Ao
final de cada ano o mercado financeiro inicia o processo de ameaça com o
fantasma da inflação. Aproveita a sazonalidade característica de maior
ritmo inflacionário típico do início de cada ano.
Nesse início há
os reajustes e pagamentos no IPTU, IPVA, despesas escolares e contratos
com vencimentos de início de ano, visando recompor a inflação ocorrida
no ano anterior. É um período favorável para as ameaças de inflação e,
ato contínuo pressão ao governo para elevar a Selic.
Neste
ano esses arautos do fantasma da inflação tiveram uma ajuda extra
importante. Foi o choque climático que reduziu a oferta de vários
alimentos in natura, sendo o tomate tomado como símbolo. Isso tudo
convergiu para dar suporte a essa campanha conduzida com competência
pelos representantes do mercado financeiro, que têm nos principais meios
de comunicação, seus propagadores.
O resultado alcançado levou o
governo a ceder em sua política de redução das taxas de juros. O Banco
Central (BC) que estava acuado, sendo duramente criticado pelo mercado
financeiro, resolveu usar mais uma vez a solução milagrosa de elevar a
Selic, mesmo sabendo que nenhum banco central no mundo fazia elevações
desde setembro de 2012.
Mas nosso BC é especial e lá foi ele subindo a Selic do seu mínimo histórico de 7,25% para até agora 8,5%, prometendo ir além.
O
mercado financeiro que antes criticava o BC passou a elogiá-lo,
argumentando que ele agora estava reconquistando sua liberdade e passou a
ancorar (bonita palavra) as expectativas dos agentes econômicos. A
razão todos sabem: quanto mais alta a Selic maior o lucro do sistema
financeiro e, quem paga isso é o Tesouro Nacional.
Fato é que o
choque agrícola ia naturalmente se dissipar e isso já podia ser captado
pela inflação mensal cadente desde janeiro no IPCA de alimentos e
bebidas: janeiro 1,99%, fevereiro 1,45%, março 1,14%, abril 0,96%, maio
0,31% e junho 0,04%.
Isso, no entanto, não pesou nas avaliações
do BC. Preferiu considerar a inflação acumulada nos últimos doze meses,
que era crescente devido à comparação com a inflação mensal deste ano
com a correspondente de 2012.
É importante observar o peso que
tem os alimentos na inflação. Na composição do IPCA os alimentos e
bebidas pesam 25%. Desde maio do ano passado essa inflação ficou acima
do IPCA. Caso fosse excluída sua participação, o IPCA nos últimos doze
meses girou no entorno de 3,5% ao ano, ou seja, a inflação no Brasil
ficou abaixo do centro da meta de 4,5% se não fosse pela inflação de
alimentos e bebidas.
Essa constatação questiona a política de
usar a Selic para controlar a inflação. Ninguém advoga que a Selic
influencia a inflação de alimentos, muito menos a de alimentos in
natura, que dependem especialmente da oferta, sujeita a chuvas e
trovoadas.
Mas, novamente foi usada a elevação da Selic, como se a
inflação fosse cair por ação do BC. Ela vem caindo, independentemente
do BC, e continuará caindo, pois refluíram os preços dos alimentos. Mas,
atenção, o mercado financeiro vai tentar mais uma vez torcer os fatos e
atribuir a elevação da Selic como a responsável pela queda da inflação.
É
isso aí! É pena que a presidenta Dilma, que é quem de fato conduz a
economia, também tenha caído mais uma vez no engodo do mercado
financeiro.
O estrago feito, e que continuará a crescer com novas
elevações da Selic, sai caro ao País. Cada elevação de um ponto na
Selic causa uma despesa adicional ao governo federal de R$ 27 bilhões.

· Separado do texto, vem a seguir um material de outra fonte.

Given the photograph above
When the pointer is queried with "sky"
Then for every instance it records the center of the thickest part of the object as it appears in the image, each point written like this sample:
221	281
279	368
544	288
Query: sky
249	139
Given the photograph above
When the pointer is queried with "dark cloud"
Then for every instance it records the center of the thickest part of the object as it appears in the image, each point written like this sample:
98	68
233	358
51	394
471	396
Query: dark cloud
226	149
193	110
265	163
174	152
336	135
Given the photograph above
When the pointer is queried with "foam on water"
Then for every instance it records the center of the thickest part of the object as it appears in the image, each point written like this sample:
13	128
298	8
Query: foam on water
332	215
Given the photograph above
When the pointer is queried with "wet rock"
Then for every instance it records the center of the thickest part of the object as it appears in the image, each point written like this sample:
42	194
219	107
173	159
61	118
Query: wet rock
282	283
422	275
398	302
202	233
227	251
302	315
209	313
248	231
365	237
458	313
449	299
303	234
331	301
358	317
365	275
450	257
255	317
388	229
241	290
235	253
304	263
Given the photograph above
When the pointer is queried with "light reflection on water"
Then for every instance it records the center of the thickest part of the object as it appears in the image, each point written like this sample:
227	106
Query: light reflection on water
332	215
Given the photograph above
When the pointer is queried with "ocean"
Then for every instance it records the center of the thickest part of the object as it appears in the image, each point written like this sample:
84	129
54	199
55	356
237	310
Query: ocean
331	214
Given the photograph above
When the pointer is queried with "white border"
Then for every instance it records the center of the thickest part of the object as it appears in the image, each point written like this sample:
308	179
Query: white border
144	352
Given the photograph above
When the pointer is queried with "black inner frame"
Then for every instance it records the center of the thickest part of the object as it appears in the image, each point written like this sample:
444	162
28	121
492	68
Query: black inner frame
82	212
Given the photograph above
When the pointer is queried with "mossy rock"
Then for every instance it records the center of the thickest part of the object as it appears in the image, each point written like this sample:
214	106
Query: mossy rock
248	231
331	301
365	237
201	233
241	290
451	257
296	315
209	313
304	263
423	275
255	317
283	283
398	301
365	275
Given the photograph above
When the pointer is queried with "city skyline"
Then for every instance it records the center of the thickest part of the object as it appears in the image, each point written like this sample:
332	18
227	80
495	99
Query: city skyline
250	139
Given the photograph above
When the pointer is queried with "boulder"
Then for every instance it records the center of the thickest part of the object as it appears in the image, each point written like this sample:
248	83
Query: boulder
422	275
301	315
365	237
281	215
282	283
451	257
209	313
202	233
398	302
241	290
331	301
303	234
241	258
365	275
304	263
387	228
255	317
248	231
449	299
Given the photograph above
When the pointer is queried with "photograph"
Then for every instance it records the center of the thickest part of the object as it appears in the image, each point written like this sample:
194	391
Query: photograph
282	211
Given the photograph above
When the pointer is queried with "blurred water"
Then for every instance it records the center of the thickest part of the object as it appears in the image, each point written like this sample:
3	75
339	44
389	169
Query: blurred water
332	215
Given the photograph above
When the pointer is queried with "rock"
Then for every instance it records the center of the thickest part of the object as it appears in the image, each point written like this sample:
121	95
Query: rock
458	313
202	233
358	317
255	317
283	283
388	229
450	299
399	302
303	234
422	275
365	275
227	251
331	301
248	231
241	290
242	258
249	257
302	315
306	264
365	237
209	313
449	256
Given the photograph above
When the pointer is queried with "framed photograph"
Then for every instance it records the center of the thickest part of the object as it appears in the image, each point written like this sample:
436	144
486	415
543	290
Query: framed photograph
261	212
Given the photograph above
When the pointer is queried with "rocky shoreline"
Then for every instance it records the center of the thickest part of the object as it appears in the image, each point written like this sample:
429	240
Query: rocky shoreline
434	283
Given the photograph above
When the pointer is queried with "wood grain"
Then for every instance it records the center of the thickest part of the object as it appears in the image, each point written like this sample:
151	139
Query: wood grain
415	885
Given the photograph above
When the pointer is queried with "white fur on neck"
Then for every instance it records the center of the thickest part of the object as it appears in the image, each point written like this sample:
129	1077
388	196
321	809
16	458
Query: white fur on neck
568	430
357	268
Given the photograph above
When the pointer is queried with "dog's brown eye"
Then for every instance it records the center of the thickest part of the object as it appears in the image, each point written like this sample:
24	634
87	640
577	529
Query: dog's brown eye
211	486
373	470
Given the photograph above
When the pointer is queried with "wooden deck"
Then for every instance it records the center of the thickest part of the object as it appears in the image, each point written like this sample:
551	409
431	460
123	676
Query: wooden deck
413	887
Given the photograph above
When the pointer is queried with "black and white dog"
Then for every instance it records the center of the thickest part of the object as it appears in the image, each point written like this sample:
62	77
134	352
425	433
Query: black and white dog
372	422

As elevações neste ano atingiram até agora R$ 34 bilhões.
O
mercado financeiro ardilosamente pressiona por seus porta vozes, em
geral ex-presidentes do BC, para a redução das despesas do governo, para
evitar que o BC, sozinho (coitado) tenha que elevar a Selic. Na
realidade querem espaço fiscal maior para dar lugar ao aumento das
despesas com juros. Assim, vale observar a ginástica que vem fazendo o
governo para cortar R$ 12 bilhões. É o mesmo que enxergar uma pulga e
não ver um elefante desfilando à sua frente.
A despesa com a
elevação dos juros, até a Selic de 8,5%, de R$ 34 bilhões, equivale a
uma vez e meia à prevista para este ano com o Bolsa Família, que deve
atingir neste ano R$ 23 bilhões. É por isso que vale a crítica de que o
governo dá com uma mão os R$ 23 bilhões e retira com a outra R$ 34
bilhões para dá-lo ao mercado financeiro e ao rentismo que alimenta a
elite financeira do País.
Nesse sentido todas as políticas
econômicas até agora, passando por todos os governos, mantém como traço
marcante o domínio do mercado financeiro. E isso em nome da
independência do BC. Vale registrar a Selic média ocorrida nas gestões
dos diferentes presidentes do BC. Os três primeiros comandaram o BC na
fase FHC: Gustavo Loyola 22,6%, Gustavo Franco 24,6%, Armínio Fraga
19,5%, Henrique Meirelles 14,9% e Alexandre Tombini até agora 9,6%.
Uma
nova política econômica se impõe para retomar o crescimento baseado na
economia real, e não mais sendo pilotada ao interesse do mercado
financeiro. Para isso destaco: a) operar a Selic ao nível da inflação,
como fazem os demais países; b) emitir moeda para pagar os juros da
dívida federal, como fazem os países desenvolvidos; c) deixar o câmbio
flutuar, sem interferência do BC.
Com essas três medidas se
poderá: a) economizar os recursos hoje destinados ao pagamento de juros
(R$ 16 bilhões em média por mês); b) devolver às empresas o poder
competitivo que foi retirado com o câmbio artificialmente valorizado
pelo BC; c) equilibrar as contas externas e; d) crescer de forma
sustentada, com fundamentos macroeconômicos sólidos.
Caso não
haja as mudanças, o governo vai continuar remando contra a maré e
agravando o quadro fiscal, as contas externas e amargando a
semiparalisia econômica.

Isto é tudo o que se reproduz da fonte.